Good Graces - Lesley Kagen [72]
I check Daddy’s Timex at ten after ten, so that means I’ve got at least seven more hours to keep watch over Troo. I’m gonna pass the time by making shadow puppets. I can do a bird and another kind of bird and a bunny, and when I get done with that, I’ll put my feet up on the wall and I’ll imagine myself walking to see Sampson at his new home. Maybe I’ll go out to the bean teepee once I’m sure that Mother and Dave have gone to bed, which won’t be long now. I heard the front door open and shut, which means that Dave is back from work, and from out in the living room I can hear muffled talking. I hope Mother doesn’t start complaining again because hearing her going after Dave is bad enough during the day, but at night, the hot words that come pouring out of her mouth make my sweaty skin go clammy. I know that her wanting Dave to buy her so many things is not the only reason she gets after him. Mother has never completely forgotten about him jilting her way back when his mother told him to. You know what they say about forgiveness? Mother and Troo are not at all divine at it. They can’t help it. It’s their 100 percent Irish blood. Same goes for Granny. She held a grudge against a boy in the old country for ten years because he made fun of the sack dress she wore to school. (She won’t tell me what she did to even the score, only that the kid was known from that day on as Toothless Tom.)

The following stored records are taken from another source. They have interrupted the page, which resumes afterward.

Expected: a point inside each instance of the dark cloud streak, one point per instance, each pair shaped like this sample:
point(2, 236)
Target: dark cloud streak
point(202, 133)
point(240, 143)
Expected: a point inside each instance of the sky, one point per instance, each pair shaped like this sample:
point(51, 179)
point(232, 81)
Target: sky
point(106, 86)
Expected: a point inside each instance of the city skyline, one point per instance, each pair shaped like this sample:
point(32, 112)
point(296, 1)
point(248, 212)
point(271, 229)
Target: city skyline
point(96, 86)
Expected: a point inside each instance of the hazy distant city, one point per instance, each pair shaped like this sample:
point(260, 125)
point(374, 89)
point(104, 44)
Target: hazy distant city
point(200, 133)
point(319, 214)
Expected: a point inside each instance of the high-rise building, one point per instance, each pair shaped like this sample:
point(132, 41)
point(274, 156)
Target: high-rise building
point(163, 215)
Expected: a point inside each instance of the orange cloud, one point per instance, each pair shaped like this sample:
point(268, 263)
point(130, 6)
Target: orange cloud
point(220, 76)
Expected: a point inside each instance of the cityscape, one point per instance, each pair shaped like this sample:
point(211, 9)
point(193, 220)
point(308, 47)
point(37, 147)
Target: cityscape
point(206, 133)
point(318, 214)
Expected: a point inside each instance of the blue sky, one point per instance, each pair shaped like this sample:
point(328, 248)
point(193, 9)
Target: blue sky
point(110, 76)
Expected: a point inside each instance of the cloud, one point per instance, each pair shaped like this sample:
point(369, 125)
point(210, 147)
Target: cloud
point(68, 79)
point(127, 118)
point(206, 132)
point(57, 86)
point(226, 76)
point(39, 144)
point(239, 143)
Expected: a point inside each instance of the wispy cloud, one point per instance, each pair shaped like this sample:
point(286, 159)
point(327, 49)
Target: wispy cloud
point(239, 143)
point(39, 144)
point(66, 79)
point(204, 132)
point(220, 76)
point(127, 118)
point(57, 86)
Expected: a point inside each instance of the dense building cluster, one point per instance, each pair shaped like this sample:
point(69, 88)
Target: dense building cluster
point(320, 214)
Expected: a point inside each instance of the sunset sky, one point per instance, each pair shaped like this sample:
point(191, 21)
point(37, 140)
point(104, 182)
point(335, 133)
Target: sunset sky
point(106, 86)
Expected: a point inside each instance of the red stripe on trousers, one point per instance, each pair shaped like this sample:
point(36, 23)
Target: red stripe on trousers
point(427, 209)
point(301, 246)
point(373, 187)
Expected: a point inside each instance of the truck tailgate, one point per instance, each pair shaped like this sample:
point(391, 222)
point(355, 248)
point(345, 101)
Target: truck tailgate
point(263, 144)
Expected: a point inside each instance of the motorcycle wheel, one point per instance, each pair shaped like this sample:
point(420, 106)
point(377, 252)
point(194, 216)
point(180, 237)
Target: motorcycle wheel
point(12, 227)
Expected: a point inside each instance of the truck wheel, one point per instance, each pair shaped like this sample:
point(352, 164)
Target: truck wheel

I would adore seeing Dave even if it’s just for a minute. It’s been a tough day guarding Troo and the sight of my father makes me feel better, so I scootch down to the end of the bed. When I open our bedroom door a crack, I have a straight shot into the living room, but it isn’t Dave next to Mother on the davenport. This man’s hair isn’t light, it’s dark. All of him is black, even his shoes. It’s Father Mickey! I can’t hear what they’re saying because my ears feel like Niagara Falls is rushing through them, but I’m thinking that Mrs. Kenfield told Father about Troo stealing out of the Five and Dime and now he’s come to tell Mother. But why does he have a letter in his hand? He wouldn’t write it down if he was here to tattle on Troo, he would just . . . oh. That letter . . . it’s gotta be the annulment from the Pope that Mother’s been waiting for!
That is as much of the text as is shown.